September 8, 2010 / 4:44 AM / 9 years ago

U.S. arms makers adjust to new realities

WASHINGTON (Reuters) - The Pentagon’s leading suppliers face a dangerous world on a tightening budget.

Robert Stevens, CEO Lockheed Martin Corp., listens to a question during the Reuters Aerospace and Defense Summit 2010 in Washington September 7, 2010. REUTERS/Molly Riley

Lockheed Martin (LMT.N) and Boeing Co (BA.N) are culling their executive ranks and scouting acquisitions to plug gaps in the face of a U.S. defense budget that is growing far slower than in years past, company executives said.

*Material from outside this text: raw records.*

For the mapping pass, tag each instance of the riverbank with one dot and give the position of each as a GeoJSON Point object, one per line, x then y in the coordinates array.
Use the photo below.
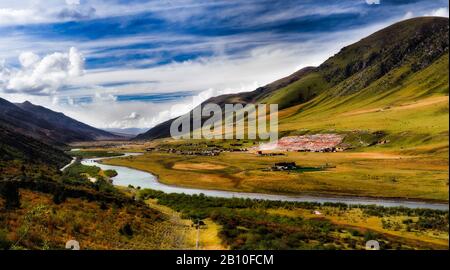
{"type": "Point", "coordinates": [138, 178]}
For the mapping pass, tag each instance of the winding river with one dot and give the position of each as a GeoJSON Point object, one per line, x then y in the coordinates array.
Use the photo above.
{"type": "Point", "coordinates": [127, 176]}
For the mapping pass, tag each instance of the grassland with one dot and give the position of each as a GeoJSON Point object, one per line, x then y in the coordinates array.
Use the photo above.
{"type": "Point", "coordinates": [373, 174]}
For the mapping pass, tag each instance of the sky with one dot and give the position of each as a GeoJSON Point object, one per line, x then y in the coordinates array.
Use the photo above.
{"type": "Point", "coordinates": [136, 63]}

“We are absolutely convinced in our company that we’re looking at a new reality that will change the strategic operational and financial landscape of our business for the foreseeable future,” Lockheed Chief Executive Robert Stevens told the Reuters Aerospace and Defense Summit in Washington, which continues on Wednesday.

For a graphic on Defense Dept procurement see

Stevens said hundreds of executives could take buyouts at Lockheed. Boeing’s head of defense, Dennis Muilenburg, said Boeing would trim management staff 10 percent at its military aircraft business, which makes fighter jets, cargo planes and refueling aircraft among others.

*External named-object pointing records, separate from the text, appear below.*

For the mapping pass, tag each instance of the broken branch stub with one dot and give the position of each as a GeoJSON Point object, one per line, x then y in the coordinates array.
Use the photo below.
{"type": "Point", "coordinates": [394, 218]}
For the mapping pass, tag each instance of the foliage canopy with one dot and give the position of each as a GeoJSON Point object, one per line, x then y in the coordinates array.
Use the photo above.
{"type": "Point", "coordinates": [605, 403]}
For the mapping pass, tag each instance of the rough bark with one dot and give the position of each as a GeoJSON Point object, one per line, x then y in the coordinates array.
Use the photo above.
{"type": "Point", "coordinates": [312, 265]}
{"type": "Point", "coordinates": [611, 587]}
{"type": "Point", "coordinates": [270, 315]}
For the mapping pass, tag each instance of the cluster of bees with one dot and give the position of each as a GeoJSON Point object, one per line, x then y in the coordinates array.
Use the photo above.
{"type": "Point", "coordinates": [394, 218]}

Another summit guest, the head of the U.S. unit of Australia’s Austal (ASB.AX), Joseph Rella, skipped the usual car service for his appearance at Reuters’ offices. He arrived in a rental car.

“We’re watching our overhead,” he said.

Rella isn’t the only one watching overhead. In June, Defense Secretary Robert Gates launched a drive to squeeze $100 billion from Pentagon overhead over five years.

The Pentagon said it expects growth of 1 percent after inflation in President Barack Obama’s fiscal 2012 budget request, despite cuts expected in other government accounts.

The outlook may spur more mergers and acquisitions, particularly among businesses specializing in cybersecurity, intelligence, surveillance, reconnaissance and unmanned vehicles.

For example, Boeing is “actively” looking at potential acquisitions and will not rule out a merger with another large defense contractor, Muilenburg said on Tuesday.

Both Lockheed and Boeing, the Pentagon’s No. 1 and 2 suppliers respectively, hailed newly announced export control reforms, as well as new plans to extend and expand tax credits for research and development.

Lockheed said the loosening of export controls would help boost its international sales from the current 14 percent of overall revenue to a goal of about 20 percent over “the next few years.”

“I think our customers are demanding newer levels of productivity and efficiency,” Boeing’s Muilenburg said. “We’re fully supporting that initiative.”